Enable tabs on small parts; simulate → cut.

B) Countertop sink cut

Import DXF from CAD/Landscape; choose standard pierce at scrap zones.

Q3 quality for productivity; corner slowdowns on; abrasive delay tuned.

Dry-run paths, verify tank level & interlocks → run.

C) Tile mosaic batch

Nest parts; set tab size; group by material.

Sequencer orders pieces by travel to reduce HP cycling.

Pump cool-down dwell between batches if required.

6) Software ↔ Hardware ↔ Mechanics

Mechanics bound software: Gantry stiffness, standoff range, tank conditions, nozzle size → define safe speeds and kerf.

Software protects mechanics & stone: Manages pierce ramps, corner slowdowns, height moves, and interlocks (doors, level, pump state).

Hardware executes & reports: Pump pressure/ready, abrasive flow, water level—controller adapts (holds/slows) before faults become scrap.

7) Calibration & Setup

XY squareness & scale; Z zero/standoff.

Kerf calibration coupon per nozzle/tube and material.

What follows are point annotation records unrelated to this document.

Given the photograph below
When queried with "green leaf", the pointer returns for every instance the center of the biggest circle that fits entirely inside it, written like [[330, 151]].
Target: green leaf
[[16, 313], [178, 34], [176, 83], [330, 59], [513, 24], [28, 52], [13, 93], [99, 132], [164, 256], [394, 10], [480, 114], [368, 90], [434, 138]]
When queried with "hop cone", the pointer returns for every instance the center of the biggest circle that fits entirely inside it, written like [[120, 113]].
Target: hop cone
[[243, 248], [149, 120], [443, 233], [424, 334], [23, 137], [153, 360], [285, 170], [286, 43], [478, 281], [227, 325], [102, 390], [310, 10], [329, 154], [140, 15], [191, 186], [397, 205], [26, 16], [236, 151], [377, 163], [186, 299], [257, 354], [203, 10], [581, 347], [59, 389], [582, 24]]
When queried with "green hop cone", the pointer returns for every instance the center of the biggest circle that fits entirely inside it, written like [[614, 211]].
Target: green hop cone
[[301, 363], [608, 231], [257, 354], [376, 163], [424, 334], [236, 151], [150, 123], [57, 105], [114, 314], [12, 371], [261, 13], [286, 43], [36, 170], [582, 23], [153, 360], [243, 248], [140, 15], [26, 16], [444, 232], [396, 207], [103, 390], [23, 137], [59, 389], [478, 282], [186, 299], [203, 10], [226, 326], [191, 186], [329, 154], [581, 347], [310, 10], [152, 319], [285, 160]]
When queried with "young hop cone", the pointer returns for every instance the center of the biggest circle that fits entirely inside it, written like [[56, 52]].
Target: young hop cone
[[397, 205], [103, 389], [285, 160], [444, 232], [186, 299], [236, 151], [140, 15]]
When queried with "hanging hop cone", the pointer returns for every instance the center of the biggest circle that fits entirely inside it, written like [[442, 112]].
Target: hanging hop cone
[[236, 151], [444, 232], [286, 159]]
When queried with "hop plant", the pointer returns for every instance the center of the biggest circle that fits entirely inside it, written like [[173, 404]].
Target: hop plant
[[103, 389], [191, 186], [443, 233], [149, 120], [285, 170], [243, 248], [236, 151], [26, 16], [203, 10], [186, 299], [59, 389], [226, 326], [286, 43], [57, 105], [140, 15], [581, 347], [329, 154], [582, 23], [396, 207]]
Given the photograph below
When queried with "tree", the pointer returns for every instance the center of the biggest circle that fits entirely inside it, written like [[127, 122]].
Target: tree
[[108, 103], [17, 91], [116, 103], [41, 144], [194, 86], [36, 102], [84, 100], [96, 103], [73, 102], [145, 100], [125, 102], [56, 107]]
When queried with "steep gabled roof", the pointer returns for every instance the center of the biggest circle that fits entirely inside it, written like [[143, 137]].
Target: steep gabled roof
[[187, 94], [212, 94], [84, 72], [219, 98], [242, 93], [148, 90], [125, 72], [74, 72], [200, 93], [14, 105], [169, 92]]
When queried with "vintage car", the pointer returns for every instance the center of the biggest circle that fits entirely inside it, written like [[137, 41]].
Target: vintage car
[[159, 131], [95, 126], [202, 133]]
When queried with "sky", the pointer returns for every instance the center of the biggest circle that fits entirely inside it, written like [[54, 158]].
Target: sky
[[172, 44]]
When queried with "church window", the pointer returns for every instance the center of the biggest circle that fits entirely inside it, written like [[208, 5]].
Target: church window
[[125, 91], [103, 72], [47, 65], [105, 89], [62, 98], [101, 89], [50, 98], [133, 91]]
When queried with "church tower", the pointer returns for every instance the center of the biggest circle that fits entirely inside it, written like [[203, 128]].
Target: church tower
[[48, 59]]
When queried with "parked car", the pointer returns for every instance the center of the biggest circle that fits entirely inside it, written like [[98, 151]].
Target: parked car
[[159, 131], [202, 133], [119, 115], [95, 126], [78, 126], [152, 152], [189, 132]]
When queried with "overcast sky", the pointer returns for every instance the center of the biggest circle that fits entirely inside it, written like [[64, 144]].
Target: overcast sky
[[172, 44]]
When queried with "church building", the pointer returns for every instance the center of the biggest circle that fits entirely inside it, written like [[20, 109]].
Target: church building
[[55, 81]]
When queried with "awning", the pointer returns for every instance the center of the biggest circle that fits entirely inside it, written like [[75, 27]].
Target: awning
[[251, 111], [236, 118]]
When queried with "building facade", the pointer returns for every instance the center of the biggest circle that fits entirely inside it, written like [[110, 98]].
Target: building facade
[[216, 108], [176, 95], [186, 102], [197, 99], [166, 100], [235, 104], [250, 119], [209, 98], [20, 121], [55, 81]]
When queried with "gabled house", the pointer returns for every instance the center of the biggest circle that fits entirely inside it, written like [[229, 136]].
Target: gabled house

Pump pressure scale/feedback check; HP permissives test.

Abrasive flow rate check & delay tuning (time to nozzle).

Tank level sensors and drain/filtration maintenance schedule.

8) Performance Targets (typical, machine-dependent)

Dimensional accuracy: ±0.2–0.4 mm on 2D profiles with tuned kerf.

Edge quality: Chip-free with correct pierce and Q-level.

Taper control: Minimized via speed/quality choice; full taper compensation requires a tilting head (not part of XYZ).

(Actual results depend on pump/nozzle, mechanics, and stone.)

9) Safety & Interlocks

HP ON only when: doors closed, tank level OK, pump “ready,” abrasive OK (if required).

Low-pressure jog for test shots; timed bleed-down at cycle end.

Beacons/buzzer for pierce and HP states; E-Stop hard chain to pump.

10) Integration & Options

Radonix Landscape synergy: 1:1 camera layout & vein-match → export to waterjet with kerf presets.

ATC/nozzle change (manual): HMI reminds kerf update.

Probing/height follower (optional): Compensate uneven stock.